Contactcon

Contact is a working festival of innovation where the net’s leading minds and entrepreneurs can connect with the people who are building the social technologies of tomorrow. The net of the future will not be fueled by ads, but by people solving real problems through distributed, peer-to-peer solutions.

More festival than conference, Contactcon is easily one of the best ‘conference’ experiences I have ever had.  The day started with ‘provocations’ – short 5 minute talks from attendees with the intention of stirring interest and enthusiasm for wide ranging topics such as: effective use and design of distributed networks for activism, alternative currencies, internet privacy and censorship, new approaches to consensus decision making.

Much respect and thanks to Douglas Rushkoff for shepherding a diverse group of bright, creative, enthusiastic people dedicated to leveraging resources both technical and human to reclaim use of communication systems from commercial interests to better serve the human condition.

The ‘scheduling’ portion of the session MC’d by Rushkoff resembled a Northern Voice MooseCamp but struggled to get momentum as many of the attendees had difficulty clearly articulating their action item(s) for their areas of interest. Once all of the items from the crowd were addressed – topics were distributed in 3 time slots throughout the day resulting in as many as 20 meetings/groups convening at any once time throughout the absolutely fantastic Angel Orensanz building – the former Ansche Chesed Synagogue.  Although there is a conference wiki, and forum, I am finding the best followup space for these wide ranging sessions to be the Google group that has been fairly active for the last few months.

I appreciated how these sessions were setup to be porous and use open space to encourage attendees to drift and linger in the discussions.  The session that I lingered in the longest was led by Isaac Wilder – engineer and member of The Free Network Foundation.  This discussion centered on how to build a F/LOSS p2p physical network layer capable of scaling to a municipal level – essentially establishing a cooperative capable of serving as an ISP to members.  The aim of this project is to work with like minded projects to establish a federation of municipal networks to serve as a building block for a self-governing network on a global scale. Employing mesh networking, their system is called MIND (Mesh Interface for Network Devices) and provides internet and communications services to the occupiers at #occupywallstreet, internet services to the town of Grinnell, Iowa, and a number of other nodes in the USA.

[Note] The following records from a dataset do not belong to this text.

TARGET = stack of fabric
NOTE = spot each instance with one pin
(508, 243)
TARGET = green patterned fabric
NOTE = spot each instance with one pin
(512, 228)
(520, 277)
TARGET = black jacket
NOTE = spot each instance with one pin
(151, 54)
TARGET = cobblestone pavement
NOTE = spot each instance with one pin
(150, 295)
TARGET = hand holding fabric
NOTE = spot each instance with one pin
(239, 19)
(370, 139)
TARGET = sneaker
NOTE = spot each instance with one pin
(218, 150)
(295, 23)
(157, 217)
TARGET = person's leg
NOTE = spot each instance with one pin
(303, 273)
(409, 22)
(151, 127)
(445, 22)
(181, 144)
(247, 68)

During this conversation the dizzyingly brilliant  The Doctor  chimed in on the conversation with insights and observations of mesh protocols and RF specs and updated us all on his project – Byzantium.  The goal of Byzantium is to develop a platform allowing users to easily use their own hardware/devices to “employ mesh networking protocols, wireless networking technologies, and decentralized (or less-centralized) alternatives to internet addressing/naming systems such as DNS. In designing the system, we aim to reduce the dependency on exotic hardware or skill sets so that the system can be deployed quickly and easily by average internet users.”   The Free Network Foundation and Byzantium are talking and collaborating – I expect amazing things from these people and will be participating any way I can to learn and support their projects.

The conference Bazaar provided a great opportunity for people to setup small tables to share and demo their projects and was my favorite part of the day – lots of energy and buzz on the floor with plenty of time for people and projects to find each other. I was thrilled to get an opportunity to talk tech with James Vasile of the Freedombox project during the Bazaar.  Freedombox integrates privacy protection on a relatively inexpensive plug server providing encrypted voice and text communication, anonymous publishing, social networking, media sharing, and (micro)blogging.  Think of this project as a networked extension of the Piratebox.  Oddly enough, the Freedombox project came up during a great conversation [mp3]  @jimgroom and I had with @daviddarts later that afternoon where he gave us the background on his Piratebox project and updated us on the initiatives of the Software Freedom Law Center.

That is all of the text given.